Viele Unternehmen haben reagiert und beispielsweise Virtual Private Networks (VPN) mit hohen Sicherheitsstandards für den Zugang aus dem Homeoffice eingerichtet. Doch das reicht nicht: Fachleute warnen davor, dass Kriminelle über smarte, vernetzte Geräte wie digitale Assistenten, Thermostate, Entertainmentsysteme oder andere private mobile Endgeräte ins Heimnetzwerk gelangen. Dabei kommt den Hackern entgegen, dass das Thema IT-Sicherheit in einigen Unternehmen lange Zeit nicht ernst genommen wurde.
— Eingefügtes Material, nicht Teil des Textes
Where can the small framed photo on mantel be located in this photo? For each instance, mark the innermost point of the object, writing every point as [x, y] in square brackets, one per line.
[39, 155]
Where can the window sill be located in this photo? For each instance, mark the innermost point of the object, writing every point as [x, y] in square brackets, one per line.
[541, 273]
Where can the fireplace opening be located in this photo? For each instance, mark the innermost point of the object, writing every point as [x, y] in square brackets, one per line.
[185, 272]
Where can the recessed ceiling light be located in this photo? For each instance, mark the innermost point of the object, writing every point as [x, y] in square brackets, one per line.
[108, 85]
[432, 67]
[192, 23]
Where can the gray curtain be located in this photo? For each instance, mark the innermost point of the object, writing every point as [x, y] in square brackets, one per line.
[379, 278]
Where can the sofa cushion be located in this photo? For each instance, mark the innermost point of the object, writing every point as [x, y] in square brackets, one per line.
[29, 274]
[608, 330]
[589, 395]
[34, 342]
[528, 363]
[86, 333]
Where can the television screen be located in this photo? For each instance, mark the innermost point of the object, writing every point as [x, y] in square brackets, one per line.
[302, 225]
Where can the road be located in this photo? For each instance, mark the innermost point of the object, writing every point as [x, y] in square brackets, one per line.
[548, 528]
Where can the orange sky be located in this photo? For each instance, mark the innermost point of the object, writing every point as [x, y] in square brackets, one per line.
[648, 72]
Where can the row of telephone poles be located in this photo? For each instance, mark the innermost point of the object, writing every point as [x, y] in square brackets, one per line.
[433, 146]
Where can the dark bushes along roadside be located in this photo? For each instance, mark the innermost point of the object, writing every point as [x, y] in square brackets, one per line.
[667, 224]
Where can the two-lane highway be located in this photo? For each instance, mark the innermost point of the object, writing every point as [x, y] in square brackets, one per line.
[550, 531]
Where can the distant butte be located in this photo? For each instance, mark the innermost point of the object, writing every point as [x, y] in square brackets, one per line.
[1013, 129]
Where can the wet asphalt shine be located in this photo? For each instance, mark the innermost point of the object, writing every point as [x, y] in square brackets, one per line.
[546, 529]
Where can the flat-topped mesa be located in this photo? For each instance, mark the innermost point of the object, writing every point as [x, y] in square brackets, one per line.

Überhaupt sind die IT-Abteilungen in vielen Unternehmen schon seit langem überlastet. In den Anfängen der Corona-Pandemie wurden viele Sicherheitsvorschriften stillschweigend aufgeweicht, beispielsweise bei Zugangskontrollen von IT- und Cloud-Systemen. Zwar wissen IT-Fachleute, dass starke Authentifizierungs- und Zugriffsmanagementlösungen wichtig und schlechte Passwörter für die Mehrzahl der Datenschutzverletzungen verantwortlich sind. Doch mangels rasch realisierbarer Alternativen ist das gute alte Passwort nicht nur immer noch da, sondern wird wieder häufiger eingesetzt.

 

Ahnungslose Millennials

Sicher, einen hundertprozentigen Schutz gegen Cyberangriffe gibt es nicht. Allerdings können Unternehmen Risiken verringern, zum Beispiel durch IT-Sicherheitsschulungen für Mitarbeiter. Weil viele Menschen zum ersten Mal ohne den gewohnten Schutz interner Netzwerke arbeiten müssen, sind sie oft ein leichtes Opfer für Cyberkriminelle. Hinzu kommt: Die größten Sicherheitsrisiken für Unternehmen sind nicht Hacker, sondern sogenannte Insider Threats, die von ehemaligen oder aktuellen Mitarbeitern ausgehen. Die handeln meist ohne kriminelle Absicht, sondern einfach fahrlässig und mit mangelndem Problembewusstsein.


Dabei trägt auch die Hoffnung auf die technikaffine Generation Y, die sogenannten Millennials, nicht weit. Der schwedische Security-Anbieter Specops hat die IT-Sicherheitskompetenz der Generation einmal genauer unter die Lupe genommen – mit erschütterndem Ergebnis: Zwei Drittel der befragten Millennials wurden schon einmal gehackt, 73 Prozent der gehackten Nutzer haben ihr persönliches Surfverhalten dennoch unverändert beibehalten. Folgende Begriffe waren ihnen meist unbekannt: Firewall, Malware, Phishing und Spam.